Crown Melbourne patrons will find the casino environment a bit different now, as the Victorian Gambling and Casino Control Commission has decided to change the rules regarding electronic gaming machines at the facility. Major changes were made to playtime and spins in order to help reduce harm among players within the facility.
What Changes Were Made?
The Commission decided to make two key changes connected to electronic games. First, players of such games will not be able to play more than one machine at a time. Employees must ensure that players are restricted to one game.
Players are also unable to use an item to hold down the buttons on the machines for continuous play. Such gaming is already prohibited on machines, but players were reportedly using certain items to allow the machines to spin continually.
Changes to the electronic gaming machine rules at the Melbourne casino help the venue fall in line with the Gambling Regulation Act 2003 and the Casino Control Act 1991 regarding responsible gambling objectives.
The decision was also made in response to concerns connected to the investigation into the operator’s license by the Victorian Royal Commission.
Allowed to Continue with Operations Despite Investigation Findings
The license of Crown Melbourne, held by Crown Resorts Limited, is still intact, despite the outcome of the investigation involving anti-money laundering issues. The examination into the casino found that the operator has conducted ‘disgraceful’ actions, believing the provider could be guilty of enabling money laundering activity and misleading gaming regulators.
The casino was allowed to maintain its licensing but must operate under supervision for a two-year time frame. The inquiry also endorsed the idea that James Packer release his shareholder interest in the Crown Resorts company to 5% by 2024.
At the time of the investigation outcome, it was suggested that an independent manager be brought to the property to investigate operations, with the authority to direct the board and veto any decisions.

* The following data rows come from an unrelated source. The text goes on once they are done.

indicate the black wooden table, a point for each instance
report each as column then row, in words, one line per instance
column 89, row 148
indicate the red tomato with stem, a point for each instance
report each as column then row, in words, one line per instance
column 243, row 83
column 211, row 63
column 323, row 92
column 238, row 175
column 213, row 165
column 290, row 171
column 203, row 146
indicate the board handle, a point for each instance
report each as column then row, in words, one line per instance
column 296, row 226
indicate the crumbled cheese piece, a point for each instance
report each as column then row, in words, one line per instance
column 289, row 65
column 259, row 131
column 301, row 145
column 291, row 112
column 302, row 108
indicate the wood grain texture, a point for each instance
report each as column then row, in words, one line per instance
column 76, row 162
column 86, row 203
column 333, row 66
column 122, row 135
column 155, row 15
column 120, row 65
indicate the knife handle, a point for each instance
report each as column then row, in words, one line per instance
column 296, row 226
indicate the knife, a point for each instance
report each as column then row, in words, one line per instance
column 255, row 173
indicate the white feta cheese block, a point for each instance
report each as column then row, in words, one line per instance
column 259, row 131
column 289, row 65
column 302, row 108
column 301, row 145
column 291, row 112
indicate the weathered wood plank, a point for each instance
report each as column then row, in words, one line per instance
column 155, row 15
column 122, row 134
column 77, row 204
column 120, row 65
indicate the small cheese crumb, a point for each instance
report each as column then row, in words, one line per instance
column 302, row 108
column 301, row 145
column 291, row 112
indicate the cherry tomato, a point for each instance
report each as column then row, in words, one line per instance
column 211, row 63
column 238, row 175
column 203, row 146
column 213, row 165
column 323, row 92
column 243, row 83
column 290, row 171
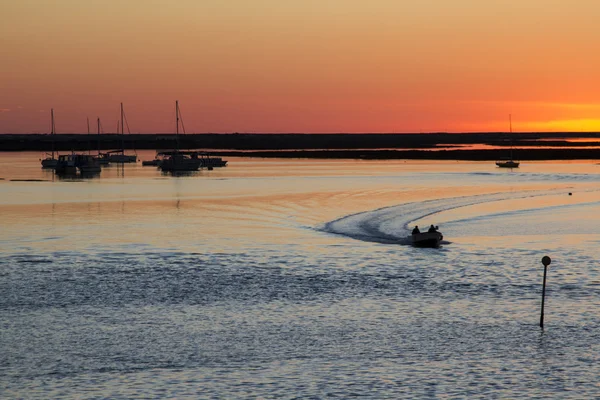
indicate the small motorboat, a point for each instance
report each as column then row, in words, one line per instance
column 427, row 239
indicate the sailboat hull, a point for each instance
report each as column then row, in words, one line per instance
column 507, row 164
column 49, row 163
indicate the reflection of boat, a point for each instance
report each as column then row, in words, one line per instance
column 66, row 164
column 71, row 164
column 117, row 156
column 155, row 163
column 209, row 162
column 427, row 239
column 177, row 160
column 509, row 163
column 50, row 162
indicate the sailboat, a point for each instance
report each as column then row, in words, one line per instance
column 50, row 162
column 510, row 163
column 102, row 158
column 177, row 160
column 119, row 156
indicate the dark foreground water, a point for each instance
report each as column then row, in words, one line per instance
column 290, row 279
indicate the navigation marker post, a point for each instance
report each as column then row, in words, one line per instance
column 546, row 261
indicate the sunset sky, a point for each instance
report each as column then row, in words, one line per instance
column 301, row 66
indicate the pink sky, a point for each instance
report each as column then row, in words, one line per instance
column 306, row 66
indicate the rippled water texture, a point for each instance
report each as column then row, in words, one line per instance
column 294, row 279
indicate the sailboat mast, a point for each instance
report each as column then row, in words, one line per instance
column 98, row 122
column 89, row 138
column 52, row 129
column 122, row 131
column 177, row 123
column 510, row 130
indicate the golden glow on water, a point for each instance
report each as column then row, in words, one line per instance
column 258, row 199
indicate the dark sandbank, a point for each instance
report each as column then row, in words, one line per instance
column 356, row 146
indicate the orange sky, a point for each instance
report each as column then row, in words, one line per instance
column 301, row 66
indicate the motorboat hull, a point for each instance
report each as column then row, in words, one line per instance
column 49, row 163
column 508, row 164
column 427, row 239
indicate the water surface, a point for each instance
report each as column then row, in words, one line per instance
column 292, row 278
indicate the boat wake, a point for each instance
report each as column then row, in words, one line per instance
column 392, row 225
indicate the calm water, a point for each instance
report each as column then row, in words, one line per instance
column 292, row 279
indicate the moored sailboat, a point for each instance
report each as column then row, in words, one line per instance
column 509, row 163
column 50, row 162
column 119, row 156
column 177, row 160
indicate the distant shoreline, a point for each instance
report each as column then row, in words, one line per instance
column 330, row 146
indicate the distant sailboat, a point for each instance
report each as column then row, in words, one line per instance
column 510, row 163
column 177, row 160
column 102, row 158
column 50, row 162
column 119, row 156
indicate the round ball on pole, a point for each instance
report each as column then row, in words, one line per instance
column 546, row 261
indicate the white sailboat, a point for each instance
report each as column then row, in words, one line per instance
column 509, row 163
column 50, row 162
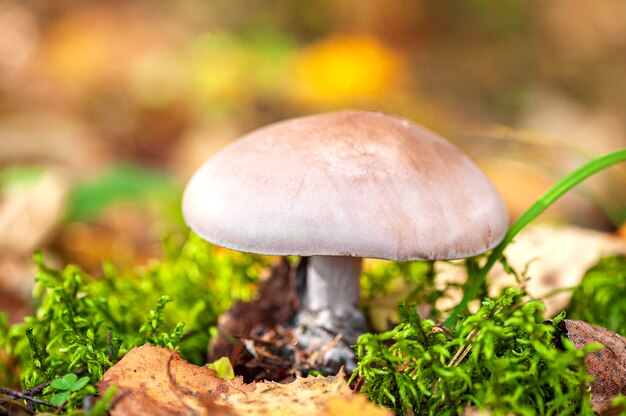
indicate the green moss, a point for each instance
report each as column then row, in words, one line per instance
column 599, row 299
column 84, row 324
column 511, row 363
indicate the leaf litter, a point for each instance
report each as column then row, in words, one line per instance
column 157, row 381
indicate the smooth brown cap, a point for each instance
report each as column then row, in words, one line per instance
column 350, row 183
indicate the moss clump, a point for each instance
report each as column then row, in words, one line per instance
column 502, row 358
column 599, row 299
column 84, row 324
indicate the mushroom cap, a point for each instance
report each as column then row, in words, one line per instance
column 349, row 183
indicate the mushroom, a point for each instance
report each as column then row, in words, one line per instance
column 339, row 187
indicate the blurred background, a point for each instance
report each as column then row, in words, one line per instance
column 107, row 108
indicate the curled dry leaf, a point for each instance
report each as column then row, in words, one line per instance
column 607, row 365
column 156, row 381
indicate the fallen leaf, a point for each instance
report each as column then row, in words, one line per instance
column 607, row 365
column 156, row 381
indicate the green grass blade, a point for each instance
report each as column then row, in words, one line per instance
column 547, row 199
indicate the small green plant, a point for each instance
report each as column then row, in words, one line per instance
column 66, row 387
column 502, row 359
column 547, row 199
column 599, row 299
column 82, row 324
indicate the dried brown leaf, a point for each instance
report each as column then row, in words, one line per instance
column 156, row 381
column 607, row 365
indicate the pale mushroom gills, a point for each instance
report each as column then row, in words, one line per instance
column 339, row 187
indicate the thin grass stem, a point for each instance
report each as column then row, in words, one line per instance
column 547, row 199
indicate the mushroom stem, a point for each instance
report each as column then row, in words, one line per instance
column 332, row 285
column 329, row 308
column 332, row 293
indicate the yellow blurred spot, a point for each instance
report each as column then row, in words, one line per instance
column 345, row 68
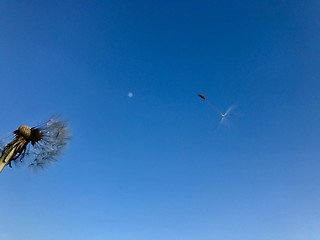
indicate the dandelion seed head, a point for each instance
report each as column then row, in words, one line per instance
column 25, row 131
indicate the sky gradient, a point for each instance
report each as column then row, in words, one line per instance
column 154, row 166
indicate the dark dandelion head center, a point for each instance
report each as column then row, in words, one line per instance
column 32, row 135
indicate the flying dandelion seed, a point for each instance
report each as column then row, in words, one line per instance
column 40, row 145
column 224, row 117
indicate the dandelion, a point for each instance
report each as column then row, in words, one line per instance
column 40, row 145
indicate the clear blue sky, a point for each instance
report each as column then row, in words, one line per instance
column 153, row 167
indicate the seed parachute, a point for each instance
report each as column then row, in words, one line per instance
column 38, row 145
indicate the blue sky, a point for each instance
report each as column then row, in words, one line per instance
column 153, row 166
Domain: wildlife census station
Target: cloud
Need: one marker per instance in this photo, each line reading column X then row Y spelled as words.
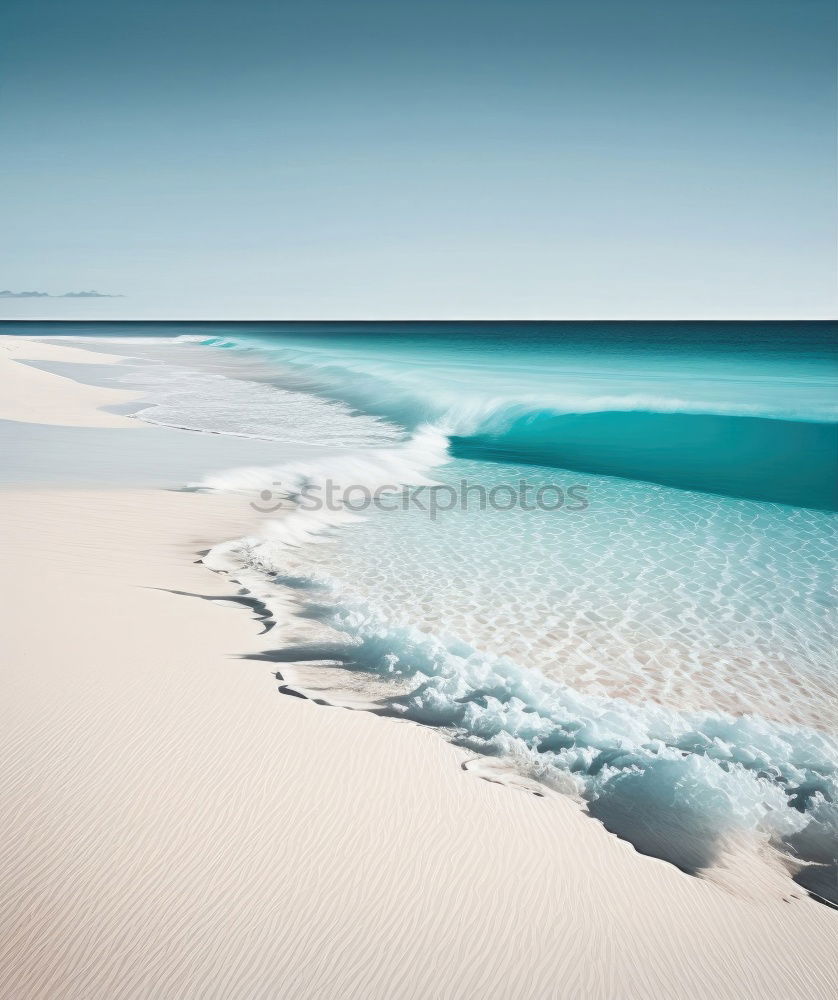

Currently, the Victorian Gambling and Casino Control Commission is evaluating the Royal Commission’s report against the casino and more regulatory action may be presented in the future regarding the Crown Melbourne casino.
The Commission has the authority to create rules regarding electronic gaming machines, which is how the recent changes came to pass. Jason Cremona, the Commission’s Acting Director of Licensing, stated the new rules will help to reduce harm from the machines at the casino.
Cremona pointed out that playing more than one machine is not consistent with the responsible gambling objectives held within current legislation, nor is using items to hold down controls. The Crown Melbourne must ensure that patrons follow the rules and compliance will be monitored by the Commission.